‘I had a farm in Africa’… one of the most famous sayings in film history spoken by a woman Meryl Streep and one of my favourite films (not in least of course because of Robert Redford), so when I had the opportunity to visit Africa, I wanted to see for myself how women fair. I was interested to discover if the coverage in the media which often criticizes the way the workers and in particularly the women are treated is correct.
By Sally van der Horst
With our group of Dutch Pelargonium Toscana growers we visited Florensis, which recently won the Plantum CSR award. Our first impression was that the workers who are mainly women bend to take the cuttings so we immediately questioned if they would not be better working on benches. Women in Kenya we heard, prefer to bend at the hips as this suits their build much better. In fact if they are transferred to the greenhouses where the mother plants are on raised benches they complain about back ache.
Staff work according to Kenyan legislation. They have a 48-hour week spread over 6 days, are paid overtime and piecework and are entitled to 3 months maternity leave. On returning to work they may then take an hour off each day to breast feed their babies. The company meanwhile runs a creche and nursery school where all mothers can send their children for a nominal fee.

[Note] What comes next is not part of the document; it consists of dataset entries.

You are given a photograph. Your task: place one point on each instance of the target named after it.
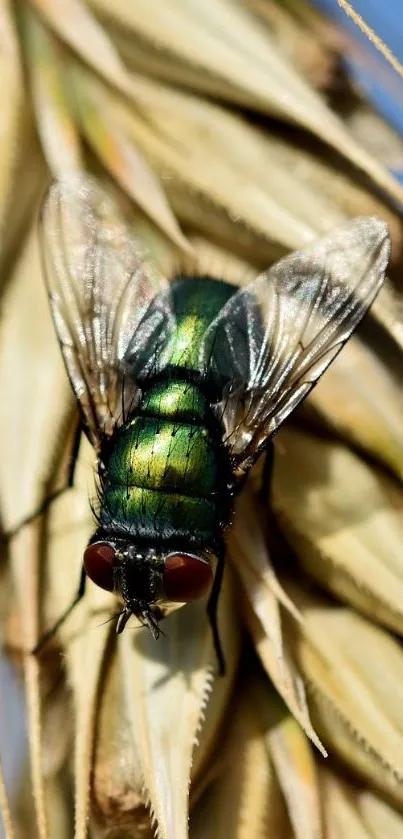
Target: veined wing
(107, 303)
(275, 337)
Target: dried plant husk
(314, 58)
(245, 800)
(5, 810)
(27, 191)
(237, 59)
(58, 806)
(30, 363)
(117, 802)
(353, 672)
(12, 111)
(345, 401)
(261, 595)
(293, 760)
(344, 519)
(46, 64)
(355, 811)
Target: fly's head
(146, 579)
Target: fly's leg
(267, 476)
(212, 609)
(52, 497)
(56, 626)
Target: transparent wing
(274, 338)
(111, 311)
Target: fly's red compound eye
(186, 577)
(98, 561)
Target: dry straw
(208, 123)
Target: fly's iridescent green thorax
(167, 469)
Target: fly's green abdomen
(163, 472)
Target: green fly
(181, 385)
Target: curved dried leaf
(167, 682)
(245, 802)
(262, 596)
(315, 57)
(5, 810)
(117, 802)
(85, 635)
(353, 672)
(233, 56)
(344, 520)
(344, 400)
(121, 157)
(340, 815)
(293, 762)
(378, 816)
(48, 80)
(11, 110)
(29, 361)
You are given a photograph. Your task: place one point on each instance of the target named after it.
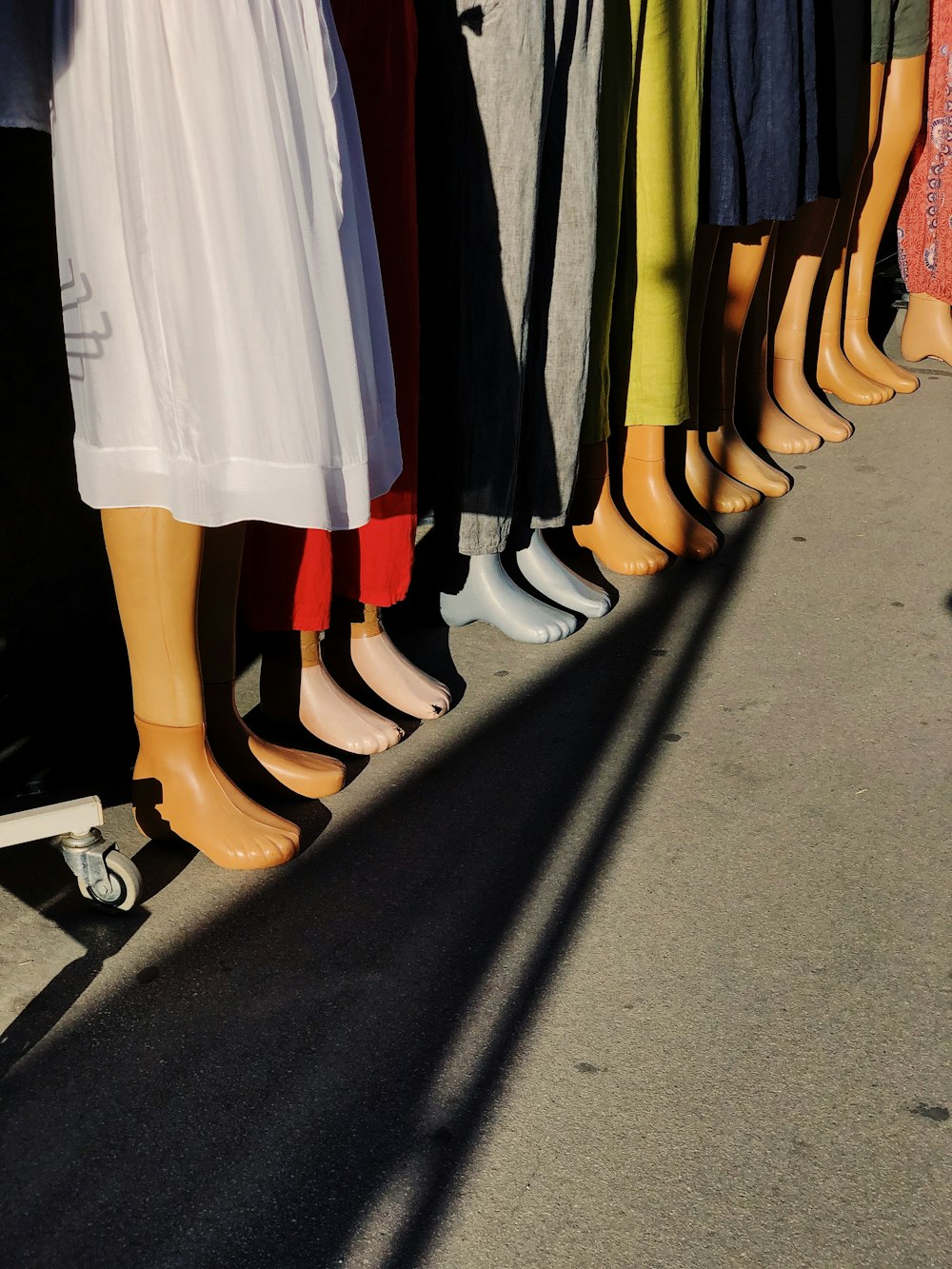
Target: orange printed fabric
(925, 221)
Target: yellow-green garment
(649, 174)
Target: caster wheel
(125, 880)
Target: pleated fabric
(647, 206)
(288, 575)
(760, 141)
(224, 308)
(508, 171)
(925, 218)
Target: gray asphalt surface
(639, 959)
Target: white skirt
(223, 301)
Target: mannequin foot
(837, 376)
(800, 403)
(654, 506)
(715, 490)
(546, 572)
(776, 431)
(733, 454)
(179, 788)
(616, 545)
(307, 693)
(927, 330)
(490, 595)
(251, 762)
(392, 677)
(866, 357)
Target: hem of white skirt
(19, 121)
(303, 496)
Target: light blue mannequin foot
(546, 572)
(491, 595)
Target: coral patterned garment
(925, 221)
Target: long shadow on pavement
(303, 1081)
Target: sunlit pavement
(640, 957)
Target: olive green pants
(901, 28)
(647, 207)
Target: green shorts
(901, 28)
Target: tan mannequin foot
(179, 788)
(616, 545)
(733, 454)
(781, 434)
(837, 376)
(307, 694)
(927, 330)
(394, 678)
(800, 403)
(253, 763)
(866, 357)
(654, 506)
(715, 490)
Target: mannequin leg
(489, 594)
(545, 572)
(712, 488)
(246, 757)
(601, 528)
(178, 787)
(738, 263)
(651, 500)
(902, 123)
(800, 248)
(927, 330)
(297, 686)
(834, 373)
(390, 674)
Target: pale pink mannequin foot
(251, 762)
(392, 677)
(733, 454)
(866, 357)
(837, 376)
(307, 693)
(715, 490)
(800, 403)
(927, 330)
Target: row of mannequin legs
(769, 278)
(177, 584)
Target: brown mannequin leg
(737, 267)
(390, 674)
(247, 758)
(601, 528)
(712, 488)
(297, 686)
(651, 500)
(902, 123)
(178, 787)
(927, 330)
(800, 248)
(833, 370)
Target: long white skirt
(224, 309)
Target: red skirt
(288, 575)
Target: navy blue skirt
(760, 133)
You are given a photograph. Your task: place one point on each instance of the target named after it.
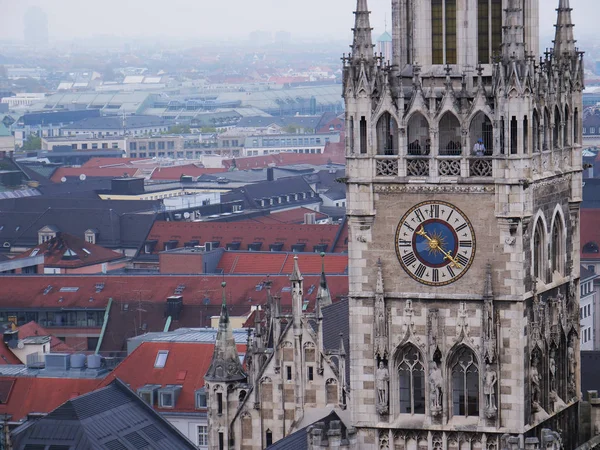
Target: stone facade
(488, 358)
(288, 372)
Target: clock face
(435, 243)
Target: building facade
(464, 184)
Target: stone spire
(513, 42)
(323, 295)
(225, 366)
(564, 42)
(362, 46)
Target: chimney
(174, 306)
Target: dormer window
(201, 401)
(91, 235)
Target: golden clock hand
(435, 245)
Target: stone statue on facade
(489, 390)
(383, 380)
(436, 384)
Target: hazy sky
(223, 18)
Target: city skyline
(68, 19)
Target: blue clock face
(435, 243)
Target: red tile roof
(247, 232)
(41, 395)
(280, 263)
(590, 231)
(93, 291)
(185, 366)
(33, 329)
(295, 215)
(69, 252)
(175, 173)
(99, 172)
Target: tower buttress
(564, 42)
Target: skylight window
(161, 359)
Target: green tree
(33, 142)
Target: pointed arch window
(387, 135)
(411, 377)
(443, 31)
(538, 251)
(465, 383)
(558, 246)
(450, 135)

The school provides education and nutritional meals and we were welcomed there by smiling faces and heart-melting singing. I was also encouraged to see female supervisors having been promoted or hired from university or college. You do have to get used to all the coloured overalls which denote ‘rank’. Blue for supervisors, brown for workers etc. Not quite the flat organisation we are used to in The Netherlands.
The company runs a clinic which offers birth control. Women are having less children as workers can now build up pensions which means that they no longer have to raise large families as safeguards for old age. Another plus for women is that AIDS can be kept under control and women can bare and breast feed their children without passing on the disease. Those who ‘come out’ and admit they have AIDS are given extra food and land to grow healthy vegetables. Most importantly the workers are offered accommodation where they can raise their families.
A visit to Van der Haak/Terrasol just north of Nairobi reinforced my perception. Good working conditions and access to bank accounts. M-Pesa, Kenya’s mobile payment system, has revolutionized mobile technology for millions and provides the majority of the country’s citizens with banking access.
As we walked to a local village I chatted to Pamela who works on the farm and like me is in her 50s. We discussed her desire for a stable political situation and for her grandchildren to do well at school. She introduced me to friends and neighbours in the village, all keen to share the photo with the only woman in our group. (Yes typically for our sector I was the only female with 15 men). I even got introduced to the mother of the village chief. An honour.
I recently heard in a discussion on the radio that Africans have a ‘satisfaction gene’. Perhaps that is what we are missing in Europe. Of course I didn’t discuss any sensitive issues, but my general impression is that they are happy when they have a job with a good employer. Florensis runs a project cultivating catfish in the waste water and each family gets one a month. Successful because it means food on the table and basically that is what the workers want and need most.
Oh, and I did meet a woman with a farm, or to be accurate a tea plantation started by her grandfather who arrived from Britain at the beginning of the last century coincidentally about the time Karen Blixen would have written her memoirs. The farm had been reduced over the years due to many inheritance questions and the colonial house and farm seemed to be mainly used for tea tourism, but they were still producing finest tea, mainly for the U.K. market and she certainly ‘had a Farm in Africa’.